Japanese investors are staying away from Europe in favour of Treasuries again
It's something of a trend that has been developing since Q4 2018 as Japanese investors look to switch money from European bonds to that of the US, as global growth slowdown and recession fears continue to grip markets.
In Europe, we're seeing bund yields fall back towards 0% while in Japan, investors are squeezed out by the fact that the BOJ basically owns half of JGBs in the bond market. That is leaving little options for investors to really find investment opportunities.

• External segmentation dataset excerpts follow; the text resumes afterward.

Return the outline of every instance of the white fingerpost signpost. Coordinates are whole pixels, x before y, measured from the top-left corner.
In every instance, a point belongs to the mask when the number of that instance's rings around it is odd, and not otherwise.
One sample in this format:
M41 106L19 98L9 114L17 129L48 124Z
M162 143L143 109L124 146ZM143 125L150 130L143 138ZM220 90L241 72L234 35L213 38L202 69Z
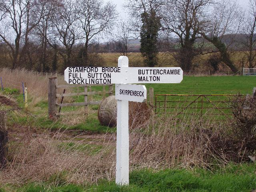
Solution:
M128 67L128 58L120 56L118 66L68 67L64 80L69 84L115 85L117 102L116 183L129 184L128 102L145 102L147 90L134 83L179 83L183 71L180 67Z

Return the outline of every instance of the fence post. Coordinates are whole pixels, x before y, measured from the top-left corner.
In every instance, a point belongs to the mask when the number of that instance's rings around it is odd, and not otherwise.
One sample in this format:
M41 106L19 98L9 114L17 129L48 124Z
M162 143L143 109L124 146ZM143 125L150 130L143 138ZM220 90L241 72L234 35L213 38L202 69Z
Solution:
M84 87L84 92L86 93L84 94L84 102L87 103L88 102L88 87L87 86L86 86ZM84 110L86 111L87 109L87 107L88 107L88 104L86 104L84 105Z
M6 114L4 112L0 114L0 168L4 167L7 162L8 142L7 119Z
M108 86L108 92L109 92L109 96L112 96L113 94L114 88L113 87L113 84Z
M56 77L50 77L49 78L48 85L48 114L49 118L53 120L56 119L56 112L57 112L57 97L56 94L57 92L57 86L58 85L58 79Z
M154 88L150 87L149 88L149 103L150 107L151 108L152 114L154 115Z
M166 95L164 96L164 113L166 114L167 112L166 106Z
M105 98L106 97L106 87L105 85L103 85L102 91L103 91L103 98Z
M25 108L28 107L28 89L25 87Z
M89 86L89 92L92 92L92 86ZM90 102L92 100L92 95L89 94L88 95L88 102Z
M252 90L252 99L256 99L256 87L254 87Z
M1 77L1 86L2 86L2 90L4 90L4 87L3 86L3 80L2 79L2 77Z

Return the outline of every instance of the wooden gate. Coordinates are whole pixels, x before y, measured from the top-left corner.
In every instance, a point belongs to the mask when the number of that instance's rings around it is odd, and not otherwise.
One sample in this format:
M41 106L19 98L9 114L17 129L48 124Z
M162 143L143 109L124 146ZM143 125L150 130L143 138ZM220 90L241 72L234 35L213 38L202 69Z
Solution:
M100 91L88 91L88 88L93 86L103 86L103 90ZM106 86L108 86L108 90L105 90ZM66 88L72 88L84 87L83 92L65 93ZM58 88L64 88L62 93L58 93ZM60 115L75 114L81 113L77 112L61 112L60 109L62 107L67 106L84 106L86 110L88 106L90 105L99 104L101 100L97 101L90 101L88 100L89 96L102 94L103 97L106 94L112 95L113 94L113 86L112 84L74 84L74 85L58 85L58 79L56 77L52 77L49 78L48 91L48 114L49 118L55 119ZM64 97L84 96L84 102L78 103L63 103ZM60 102L58 103L58 98L61 98ZM57 111L58 107L59 110Z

Treasuries have been shunned by Japanese investors since 2017 due to the fact that the actual cost of hedging the currency risk has continually risen thanks to the increase in Libor despite the cross-currency basis swap being relatively low:
I explained more on that in a post last year here.

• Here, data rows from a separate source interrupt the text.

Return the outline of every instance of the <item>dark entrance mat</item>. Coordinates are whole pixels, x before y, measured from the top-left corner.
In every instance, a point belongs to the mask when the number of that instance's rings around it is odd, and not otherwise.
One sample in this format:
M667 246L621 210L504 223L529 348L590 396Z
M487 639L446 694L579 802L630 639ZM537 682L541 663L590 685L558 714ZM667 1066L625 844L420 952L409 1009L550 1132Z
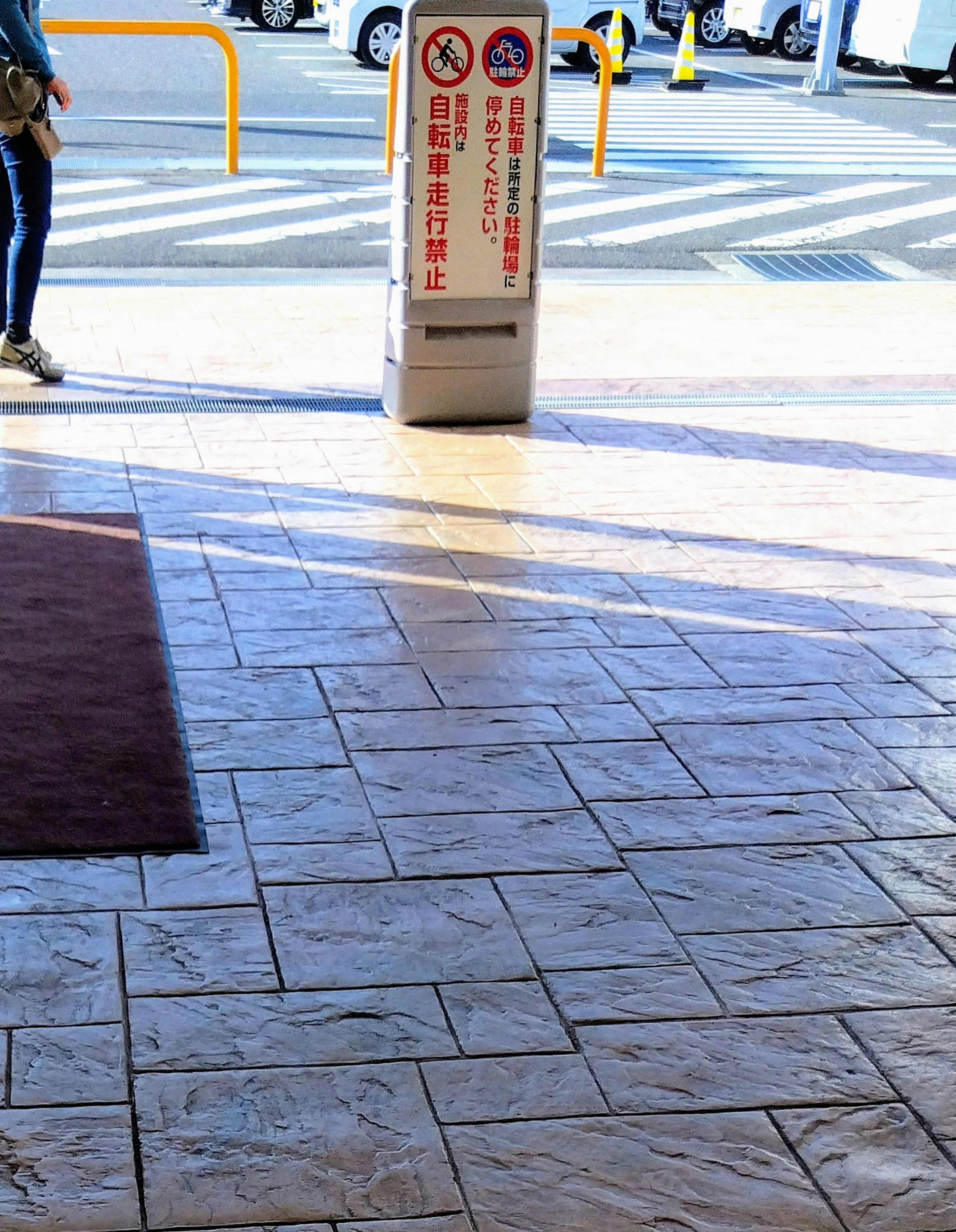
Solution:
M136 514L0 516L0 855L200 850Z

So, why are Japanese investors coming back to Treasuries again if the cost related to hedging the currency risk is still high?
I reckon it could be due to the fact that investors would rather participate in potential capital gains (falling yields) offered by Treasuries and perhaps bite the bullet and leave their investment unhedged against currency risks.
From an investing perspective, there's a couple of reasons still supporting a move lower in bond yields i.e. weakening inflation, global growth slowdown (recession fears) and more dovish central banks. But the last reason is likely key to the decision here.
The ECB and BOJ are already in negative rates territory and would have limited scope for further rate cutting in the event of a global economic downturn. Whereas if you compare that to the Fed, there's plenty of room to cut rates from the current 2.25% to 2.50% range and that will allow for yields to head much lower if and when such circumstances are to arise.
With global bond market players seeking out Treasuries, it provides an indirect tailwind for the dollar in the bigger picture so this is something to consider in the medium-to-long term.